The NUJ has expressed dismay at National World’s treatment of staff during its current redundancy process.

This month, the publisher of titles including the Edinburgh Evening News, Yorkshire Evening Post and Blackpool Gazette announced it would place tens of jobs at risk of redundancy.   

The NUJ estimates an increase in previous figures, with 34 journalists’ roles expected to be cut and a total of 54 people at risk. Journalists at the company have condemned the poor handling of processes, with staff reporting varying consultation deadlines shared by management and some consultation meetings lasting only 15 – 20 minutes, providing inadequate time to understand critical information.  

The union has expressed concern about the emotional toll the poorly managed process is having on members, with journalists citing worsening mental health and no risk assessments or equality impact assessments shared on the proposals to date.  

Last week it emerged that there is no minimum payment being proposed for journalists made redundant with less than two years’ service.  

Laura Davison, NUJ national organiser, said:

“Members have been blindsided by their treatment throughout this difficult time. Through the consultation the union has asked National World for detail on the level of savings the business is hoping to make alongside information about site revenues to help inform negotiations.

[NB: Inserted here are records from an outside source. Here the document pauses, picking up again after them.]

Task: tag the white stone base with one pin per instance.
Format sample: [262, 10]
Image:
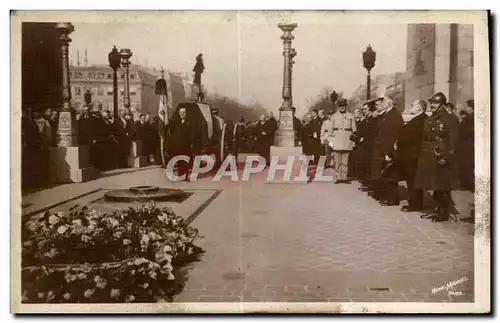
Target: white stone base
[281, 154]
[70, 165]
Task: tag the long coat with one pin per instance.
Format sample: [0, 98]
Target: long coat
[440, 138]
[389, 126]
[181, 139]
[343, 125]
[409, 146]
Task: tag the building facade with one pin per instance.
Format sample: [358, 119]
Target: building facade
[440, 58]
[98, 79]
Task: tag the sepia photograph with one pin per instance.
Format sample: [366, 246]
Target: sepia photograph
[250, 161]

Despite this, the company has failed to share necessary information, with members left distressed as they face redundancy with little clarity about the strategic direction of the business.   

"Dedicated journalists deserve fair treatment but without a willingness to meaningfully engage with the union on the process and ways to mitigate redundancies, National World is sending a message to staff that it does not value the very people who have invested their talent and skill into the company.”  

A group chapel representative said:

“National World’s policy not to provide a minimum redundancy payment for those with less than two years’ service is typical of the lack of concern that it now shows for its staff. To place anyone at risk of redundancy in the midst of a cost of living crisis and potentially offer nothing more than four weeks' notice - while simultaneously preparing to pay out £1.3m to shareholders - is utterly shameful. 

"It is just one of the many issues arising from what has been a chaotic consultation process that has caused unnecessary distress to those put at risk. Members have felt rushed to make important decisions due to arbitrary deadlines imposed by the company, in some cases without having all the details they need to make any kind of informed choice. 

"Management would be wise to remember that the rest of the staff - and potential future employees - are watching closely and will be taking note of whether this is an employer who they can trust to treat them fairly and decently. The company must engage in good faith with the NUJ to reverse poor practices and ensure all staff are treated with respect." 

The NUJ is urging the publisher to rethink its approach and ensure information relayed to staff is accurate, consistent and accessible. The union is seeking engagement to ensure there are no compulsory redundancies and criteria used is fair with necessary consultation."